13 avril 2026 |

Ecrit par le 13 avril 2026

La soie en majesté à Eygalières

Dans l’écrin minéral de l’ancienne église Saint-Laurent, à Eygalières, l’artiste textile Joanna Staniszkis déploie une exposition immersive où la soie devient mémoire, matière et symbole. Entre histoire, hommage à Jean Moulin et poésie du geste, ‘Soie tombée du ciel’ invite à une traversée sensible, au croisement de l’art et du patrimoine provençal.

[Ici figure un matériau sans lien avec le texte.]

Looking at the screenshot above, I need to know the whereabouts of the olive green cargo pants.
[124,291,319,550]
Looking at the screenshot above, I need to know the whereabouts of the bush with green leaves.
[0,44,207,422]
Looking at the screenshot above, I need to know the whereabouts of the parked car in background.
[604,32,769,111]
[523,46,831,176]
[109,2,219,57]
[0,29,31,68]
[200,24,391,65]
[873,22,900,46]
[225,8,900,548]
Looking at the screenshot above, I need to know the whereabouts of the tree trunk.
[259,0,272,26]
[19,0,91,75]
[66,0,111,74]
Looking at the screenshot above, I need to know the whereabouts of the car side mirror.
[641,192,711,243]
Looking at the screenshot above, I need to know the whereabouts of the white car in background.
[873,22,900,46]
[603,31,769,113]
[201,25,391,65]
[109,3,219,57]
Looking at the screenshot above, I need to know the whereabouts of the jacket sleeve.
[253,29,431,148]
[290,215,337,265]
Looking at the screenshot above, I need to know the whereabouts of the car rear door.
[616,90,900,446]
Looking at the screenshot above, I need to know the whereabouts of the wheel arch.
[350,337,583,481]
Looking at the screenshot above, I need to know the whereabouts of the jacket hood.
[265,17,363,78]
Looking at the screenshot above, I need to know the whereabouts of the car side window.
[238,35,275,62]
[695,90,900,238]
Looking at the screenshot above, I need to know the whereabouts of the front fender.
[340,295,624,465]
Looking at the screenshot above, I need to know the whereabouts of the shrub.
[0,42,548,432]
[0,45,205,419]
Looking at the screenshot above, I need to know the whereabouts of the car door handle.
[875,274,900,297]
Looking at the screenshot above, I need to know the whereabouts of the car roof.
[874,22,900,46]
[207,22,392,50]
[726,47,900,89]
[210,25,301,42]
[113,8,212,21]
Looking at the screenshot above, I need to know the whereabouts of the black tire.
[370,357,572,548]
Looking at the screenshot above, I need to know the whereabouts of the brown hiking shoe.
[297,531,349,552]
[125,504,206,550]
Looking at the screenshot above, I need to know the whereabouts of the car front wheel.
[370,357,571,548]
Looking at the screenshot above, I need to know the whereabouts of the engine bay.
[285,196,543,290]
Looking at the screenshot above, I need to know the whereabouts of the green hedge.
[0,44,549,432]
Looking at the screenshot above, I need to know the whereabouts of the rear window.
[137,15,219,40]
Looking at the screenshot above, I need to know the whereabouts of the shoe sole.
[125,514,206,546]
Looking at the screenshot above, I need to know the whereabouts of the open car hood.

Copyright, Mathieu Blin, atelier de l’artiste

Perchée au sommet d’Eygalières, l’ancienne église Saint-Laurent, édifice du XIIe siècle, offre un décor saisissant à cette exposition. Sous ses voûtes austères, la soie se déploie en nappes monumentales, en silhouettes aériennes, en cascades textiles qui semblent littéralement tomber du ciel. Le contraste est immédiat : à la rudesse de la pierre répond la délicatesse d’une matière presque immatérielle. L’installation joue de cette tension et transforme le lieu en expérience sensorielle.
L’exposition ne se contente pas d’être esthétique : elle est profondément ancrée dans l’histoire du territoire. Joanna Staniszkis puise son inspiration dans un épisode marquant : l’atterrissage de Jean Moulin, en janvier 1942, dans les environs d’Eygalières, avec pour seule protection son parachute en soie

Un fil narratif
Ce fil narratif devient un point d’entrée vers une mémoire plus large, celle de la sériciculture provençale. Jusqu’au milieu du XXe siècle, la production de soie faisait vivre de nombreuses familles du Sud et du Sud-Est, notamment en Vaucluse, dans les Alpilles et le Luberon. Dans chaque maison, un grenier accueillait les vers à soie, nourris de feuilles de mûrier cueillies quotidiennement. En réactivant ce passé, l’artiste redonne une visibilité à un savoir-faire oublié, à la fois modeste et fondamental.

Copyright Mathieu Blin

Le miracle du vivant comme matière artistique
Au cœur du projet, il y a la fascination pour le vivant. Le cocon, motif récurrent, devient une métaphore de la transformation : une enveloppe fragile renfermant une métamorphose radicale. Joanna Staniszkis a elle-même élevé des vers à soie pour comprendre ce cycle, observer la naissance, la disparition, la mutation. À cette approche quasi scientifique s’ajoute une dimension poétique : les œuvres exposées sont en partie issues de parachutes militaires en soie, retrouvés sur un marché d’antiquités. Déconstruits, teints, recomposés, ces fragments deviennent matière artistique. Le bleu domine comme le bleu du ciel, le bleu marial, le bleu profond, visuelle et symbolique. 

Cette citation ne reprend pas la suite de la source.